What happened after CNN invited author Jake Halpern to discuss “Fame Junkies,” his book on America’s deleterious obsession with celebrity? Halpern tells the story in today’s Wall Street Journal:
[I]t was certainly a delightful irony when, upon my arrival, I was told that my segment had been canceled due to breaking news. “Oh,” I said, “What happened?” The technician replied, “Didn’t you hear, Britney Spears just lost custody of her kids?”
Halpern goes on to lay out some familiar sounding, but nonetheless disheartening, statistics: in 2004, network news gave five times more coverage to Martha Stewart than Darfur; on the day he was bumped, CNN’s Britney to Iraq coverage ratio was three to one.
Enough already. While networks may get ratings spikes by flooding the Britney zone, as Curtis wrote last month, producers and reporters must inform and educate on issues of public relevance, especially since the public’s interests tend to follow news coverage. It’s time to remember that we viewers are not just consumers. We’re citizens.

Not to mention we're sick of hearing about them. Perhaps I don't speak for everyone but I personally would be just fine if I never heard another tidbit about Brittany, Paris or Lindsey.
"The only thing worse than people talking about you is people not talking about you." - Oscar Wilde
Posted by AhmNee
on Thu 4 Oct 2007 at 03:33 PM
I know network news would draw more attention from a sophisticated audience if it didn't pander to the Jerry Springer audience. The idea behind media content is to lure the uneducated and gullible, because this increases the value of advertising space.
Uneducated people are more susceptible to advertising, and respond to sensationalistic media content with consumption. The more women see other women who look more attractive than they do, the more they buy at the grocery store.

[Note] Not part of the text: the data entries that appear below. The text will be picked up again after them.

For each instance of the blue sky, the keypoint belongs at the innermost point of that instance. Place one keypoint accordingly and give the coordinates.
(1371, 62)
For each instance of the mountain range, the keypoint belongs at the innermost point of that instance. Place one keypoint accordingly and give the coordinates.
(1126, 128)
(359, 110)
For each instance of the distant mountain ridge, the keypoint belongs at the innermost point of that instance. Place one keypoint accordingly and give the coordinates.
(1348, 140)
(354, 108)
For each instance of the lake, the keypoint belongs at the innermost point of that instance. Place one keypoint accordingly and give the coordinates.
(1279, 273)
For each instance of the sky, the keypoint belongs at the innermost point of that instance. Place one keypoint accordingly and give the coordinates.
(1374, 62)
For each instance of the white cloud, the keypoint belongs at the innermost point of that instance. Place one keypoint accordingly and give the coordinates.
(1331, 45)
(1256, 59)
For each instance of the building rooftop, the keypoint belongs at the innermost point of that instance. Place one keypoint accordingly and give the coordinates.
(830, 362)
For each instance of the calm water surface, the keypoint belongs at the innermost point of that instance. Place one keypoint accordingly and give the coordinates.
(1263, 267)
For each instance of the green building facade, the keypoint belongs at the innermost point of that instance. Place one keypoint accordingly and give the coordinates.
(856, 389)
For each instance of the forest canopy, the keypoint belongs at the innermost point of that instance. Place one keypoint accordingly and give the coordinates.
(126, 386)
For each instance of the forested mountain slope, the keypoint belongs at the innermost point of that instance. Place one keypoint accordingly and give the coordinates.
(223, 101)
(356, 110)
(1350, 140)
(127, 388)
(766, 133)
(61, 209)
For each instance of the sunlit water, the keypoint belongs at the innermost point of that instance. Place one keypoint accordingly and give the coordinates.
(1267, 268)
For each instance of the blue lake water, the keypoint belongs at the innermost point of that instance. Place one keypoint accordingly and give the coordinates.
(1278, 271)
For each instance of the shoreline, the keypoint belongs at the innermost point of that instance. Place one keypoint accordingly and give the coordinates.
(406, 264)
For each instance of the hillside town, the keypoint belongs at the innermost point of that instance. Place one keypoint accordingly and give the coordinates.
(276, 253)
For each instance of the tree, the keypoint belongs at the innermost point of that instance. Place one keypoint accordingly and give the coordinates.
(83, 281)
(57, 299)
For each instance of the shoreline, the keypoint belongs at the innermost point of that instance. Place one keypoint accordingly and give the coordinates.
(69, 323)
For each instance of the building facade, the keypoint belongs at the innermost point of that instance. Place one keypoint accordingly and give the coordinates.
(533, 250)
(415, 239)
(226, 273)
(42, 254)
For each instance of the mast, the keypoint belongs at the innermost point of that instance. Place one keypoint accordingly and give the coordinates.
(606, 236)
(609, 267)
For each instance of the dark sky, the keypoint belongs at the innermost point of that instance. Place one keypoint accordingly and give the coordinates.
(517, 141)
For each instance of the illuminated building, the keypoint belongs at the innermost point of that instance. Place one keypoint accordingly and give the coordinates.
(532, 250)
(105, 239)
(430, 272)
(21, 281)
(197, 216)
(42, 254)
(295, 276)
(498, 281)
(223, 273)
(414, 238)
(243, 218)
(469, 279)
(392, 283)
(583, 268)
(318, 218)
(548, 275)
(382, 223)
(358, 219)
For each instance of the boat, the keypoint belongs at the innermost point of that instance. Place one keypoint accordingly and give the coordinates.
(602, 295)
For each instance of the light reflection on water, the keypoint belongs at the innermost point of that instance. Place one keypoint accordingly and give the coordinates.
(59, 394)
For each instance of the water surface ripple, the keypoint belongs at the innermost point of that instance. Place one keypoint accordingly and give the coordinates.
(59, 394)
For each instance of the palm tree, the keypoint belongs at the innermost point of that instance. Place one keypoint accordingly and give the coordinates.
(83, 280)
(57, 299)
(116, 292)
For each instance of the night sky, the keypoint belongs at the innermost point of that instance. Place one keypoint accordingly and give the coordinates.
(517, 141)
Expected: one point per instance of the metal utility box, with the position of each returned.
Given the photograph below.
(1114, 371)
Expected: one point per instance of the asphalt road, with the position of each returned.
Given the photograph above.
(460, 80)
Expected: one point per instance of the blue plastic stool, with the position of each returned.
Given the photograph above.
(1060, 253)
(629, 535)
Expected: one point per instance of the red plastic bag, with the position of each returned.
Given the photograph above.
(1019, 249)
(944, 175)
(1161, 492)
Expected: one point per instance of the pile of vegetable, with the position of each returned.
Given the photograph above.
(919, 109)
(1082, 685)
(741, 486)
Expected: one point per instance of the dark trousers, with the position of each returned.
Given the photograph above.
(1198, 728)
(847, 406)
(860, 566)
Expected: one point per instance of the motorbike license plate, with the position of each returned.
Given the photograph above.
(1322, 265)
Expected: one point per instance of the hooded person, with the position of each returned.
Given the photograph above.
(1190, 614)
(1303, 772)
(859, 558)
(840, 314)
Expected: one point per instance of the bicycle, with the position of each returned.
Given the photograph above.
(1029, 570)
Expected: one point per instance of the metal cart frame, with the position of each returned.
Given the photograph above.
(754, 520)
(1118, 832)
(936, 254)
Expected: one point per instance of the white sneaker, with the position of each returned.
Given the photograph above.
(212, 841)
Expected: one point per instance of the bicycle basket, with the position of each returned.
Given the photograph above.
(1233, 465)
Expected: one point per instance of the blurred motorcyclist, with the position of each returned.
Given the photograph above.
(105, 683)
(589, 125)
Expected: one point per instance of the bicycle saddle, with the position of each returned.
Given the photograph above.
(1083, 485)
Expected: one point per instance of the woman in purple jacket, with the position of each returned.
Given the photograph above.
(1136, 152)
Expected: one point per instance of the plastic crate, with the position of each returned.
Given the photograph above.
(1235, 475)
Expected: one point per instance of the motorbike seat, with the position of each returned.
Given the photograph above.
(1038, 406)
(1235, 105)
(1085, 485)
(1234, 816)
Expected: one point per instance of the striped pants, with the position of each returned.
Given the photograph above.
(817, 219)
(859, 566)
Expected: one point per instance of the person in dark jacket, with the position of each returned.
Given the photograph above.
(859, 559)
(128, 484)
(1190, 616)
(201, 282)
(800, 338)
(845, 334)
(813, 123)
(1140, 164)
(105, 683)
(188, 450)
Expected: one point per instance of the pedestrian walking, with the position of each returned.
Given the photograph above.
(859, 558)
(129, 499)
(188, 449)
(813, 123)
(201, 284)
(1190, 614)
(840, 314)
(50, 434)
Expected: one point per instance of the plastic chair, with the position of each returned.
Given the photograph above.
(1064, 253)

This is an evolutionary artifact, refined through natural selection: A woman who perceives her husband might fall in love with another woman, because she is more beautiful will eat as much as she can to gain fat, so she can survive long enough without a man providing for her to find another man to support her.
This is why female CNN news anchors look like candy coated gumdrops: To induce women to buy cosmetics and food.
The goal of every media outlet is to psychologically drive viewers to consume advertisers' products and services. Depictions of sin are the most effective, while stories about sinful behavior on the news have an air of legitimacy, they drive consumption just as well.
The days of Truth are over. The news is almost fictional. The lives of celebrities are fictional in terms of how much money they are paid for the work they do. People find it easier to pity someone who is wealthy, attractive, and successful than someone who is truly in need. Television is also very safe, because television viewers never need to say anything, or use any skill, they just blindly suck in the slime oozing out of the TV set, and de-evolve into purely instinctual beings that do nothing but watch TV, and use their credit cards as revolving credit accounts, paying the minimum payment, of course.